See im toying with going for a higher milage one , Ive seen one i like not to far from homw with 90k on there put me off a little put i remember back to my first 225 and i bought that with 66k on there and had used it for work doing a lot of mile's and had her up to 120 in the end and had zero problemo ! but £1400 is a big gamble buying high milage Elliott!?

Easy


----------



## ELLIOTT (Feb 29, 2008)

I would say you would be better off with a higher mileage example! Steve c on here has over 100,000miles on his DSG and its been fine.... And with the higher mileage car If the dsg has not gone it probably wont? Make sure when you test drive the box is smooth and not jerky, The dsg makes clunks and bangs any way so dont let that put you off.


----------



## Anth (Mar 5, 2004)

:lol: Clunks and bangs Elliott ! ... So im looking for a smooth change with power straight from the change and no delay ?

Thanks very much for the advise here Elliott much appreshated ! , Still in 2 minds with the Golf DSG GT 4M or another TT Iv got till Aug till a RS4 territory but could keep the TT for the Mrs if the insurance dose not kill me for her :?

I here what you saying tho with the faults on here everyone dose come on and voice it for help so it prob is looking worse than what it is , Nice to see one of the guys saying he was enjoying his V6 tho .

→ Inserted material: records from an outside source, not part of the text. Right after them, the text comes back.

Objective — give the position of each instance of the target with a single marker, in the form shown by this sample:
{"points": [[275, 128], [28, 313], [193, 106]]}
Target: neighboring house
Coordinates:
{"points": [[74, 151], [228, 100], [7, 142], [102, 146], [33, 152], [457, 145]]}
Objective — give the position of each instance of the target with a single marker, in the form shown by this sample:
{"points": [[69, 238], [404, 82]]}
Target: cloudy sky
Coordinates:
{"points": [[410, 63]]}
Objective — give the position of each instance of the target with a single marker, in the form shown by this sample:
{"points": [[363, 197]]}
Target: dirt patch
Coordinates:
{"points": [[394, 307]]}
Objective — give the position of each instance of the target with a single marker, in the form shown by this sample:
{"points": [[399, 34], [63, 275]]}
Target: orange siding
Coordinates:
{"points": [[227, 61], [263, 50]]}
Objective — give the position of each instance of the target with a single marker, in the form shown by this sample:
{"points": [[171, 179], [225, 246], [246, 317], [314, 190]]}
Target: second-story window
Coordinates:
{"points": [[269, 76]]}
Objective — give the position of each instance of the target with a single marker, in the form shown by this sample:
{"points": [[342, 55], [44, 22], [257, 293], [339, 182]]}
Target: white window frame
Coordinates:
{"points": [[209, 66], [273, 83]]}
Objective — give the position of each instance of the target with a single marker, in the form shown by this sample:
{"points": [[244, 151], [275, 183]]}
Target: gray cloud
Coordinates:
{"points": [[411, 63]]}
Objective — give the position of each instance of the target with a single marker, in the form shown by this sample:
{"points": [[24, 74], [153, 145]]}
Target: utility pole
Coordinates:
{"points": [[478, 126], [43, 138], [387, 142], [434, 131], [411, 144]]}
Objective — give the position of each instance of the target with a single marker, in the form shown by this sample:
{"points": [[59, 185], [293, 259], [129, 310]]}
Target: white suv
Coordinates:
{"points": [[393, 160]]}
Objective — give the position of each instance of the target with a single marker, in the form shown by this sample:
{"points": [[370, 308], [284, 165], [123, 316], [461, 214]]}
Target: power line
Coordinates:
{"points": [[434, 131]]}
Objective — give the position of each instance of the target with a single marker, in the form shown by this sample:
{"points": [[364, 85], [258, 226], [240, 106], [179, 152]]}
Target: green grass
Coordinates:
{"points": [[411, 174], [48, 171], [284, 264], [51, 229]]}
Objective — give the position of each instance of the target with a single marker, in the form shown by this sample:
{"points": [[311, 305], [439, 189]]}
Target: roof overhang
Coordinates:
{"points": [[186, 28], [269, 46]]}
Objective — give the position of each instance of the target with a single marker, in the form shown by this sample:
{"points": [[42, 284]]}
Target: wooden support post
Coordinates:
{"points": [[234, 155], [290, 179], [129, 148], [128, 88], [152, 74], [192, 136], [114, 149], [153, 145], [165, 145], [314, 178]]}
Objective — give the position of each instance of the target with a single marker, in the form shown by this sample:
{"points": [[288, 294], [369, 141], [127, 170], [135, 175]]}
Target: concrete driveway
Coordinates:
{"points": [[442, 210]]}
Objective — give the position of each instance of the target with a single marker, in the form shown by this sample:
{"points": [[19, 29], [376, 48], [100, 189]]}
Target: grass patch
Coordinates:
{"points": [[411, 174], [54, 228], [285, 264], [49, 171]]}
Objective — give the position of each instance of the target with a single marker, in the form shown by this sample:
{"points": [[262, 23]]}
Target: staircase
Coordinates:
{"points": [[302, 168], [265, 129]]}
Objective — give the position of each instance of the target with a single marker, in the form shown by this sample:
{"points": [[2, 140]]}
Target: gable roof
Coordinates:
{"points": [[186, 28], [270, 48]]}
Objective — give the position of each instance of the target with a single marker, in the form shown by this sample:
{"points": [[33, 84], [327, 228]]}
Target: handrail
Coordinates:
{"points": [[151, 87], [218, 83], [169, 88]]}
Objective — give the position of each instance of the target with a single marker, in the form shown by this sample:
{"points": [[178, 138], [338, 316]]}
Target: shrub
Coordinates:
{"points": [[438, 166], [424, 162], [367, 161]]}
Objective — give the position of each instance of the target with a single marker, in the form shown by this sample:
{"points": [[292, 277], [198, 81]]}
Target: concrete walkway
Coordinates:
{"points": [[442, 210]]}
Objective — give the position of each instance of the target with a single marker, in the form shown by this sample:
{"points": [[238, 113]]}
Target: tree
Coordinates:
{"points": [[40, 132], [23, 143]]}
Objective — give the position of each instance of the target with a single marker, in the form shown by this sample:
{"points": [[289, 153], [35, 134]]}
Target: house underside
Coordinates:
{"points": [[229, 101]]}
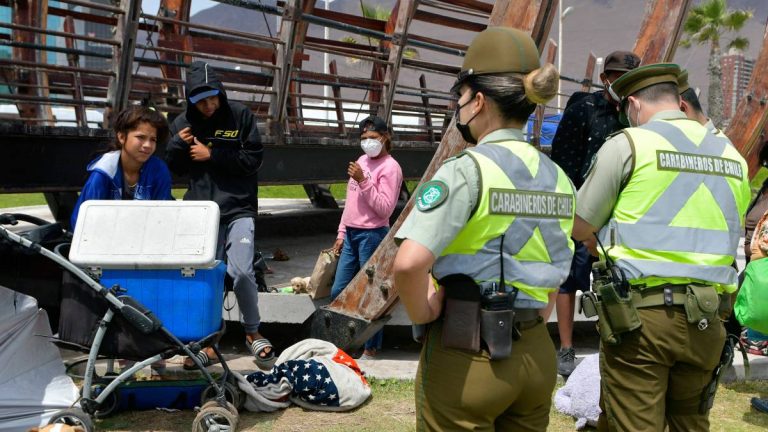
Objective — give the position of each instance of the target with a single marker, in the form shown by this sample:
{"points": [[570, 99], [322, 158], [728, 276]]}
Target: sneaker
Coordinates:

Lastly whats it like for spending a few hours in on long drives , the 225 shocks can be a bit tough is the V6 about the same ? :wink:


----------



## ELLIOTT (Feb 29, 2008)

Should be less harsh than a 225 as it sits slightly higher!


----------



## cowboybebop (May 20, 2009)

I just got a 3.2 V6 and really love it, they sound really sweet aswell :twisted:

this is the first TT ive owned but certainly worth searching for the right one to come along.

good luck in your search

Might see you around Nottingham Elliot 8)


----------



## wallstreet (Oct 19, 2009)

It's a different setting, softer and comfy. You can get Koni FSDs that mirror comfort but lower aesthetics to your eye...

DSG woes are rare, as people come here to complain, if you maintain gear oil changes each 40k miles you should be fine I would recommend a S5 gold top Bosch ie stronger as the mechantronic unit Et al requires a lot of juice...

SteveC has 160k and no problems, mine is still 80k territory and was always well maintained look for a garages well loved car... You will find something...

Inside it has lots of goodies like Bose, mine has sat nav too..

The vroom will make you happy, it's also a great looking car and looks nicer in darker colours but it's your choice... Golfs are harder and I think common go for the mature TT you will not regret it..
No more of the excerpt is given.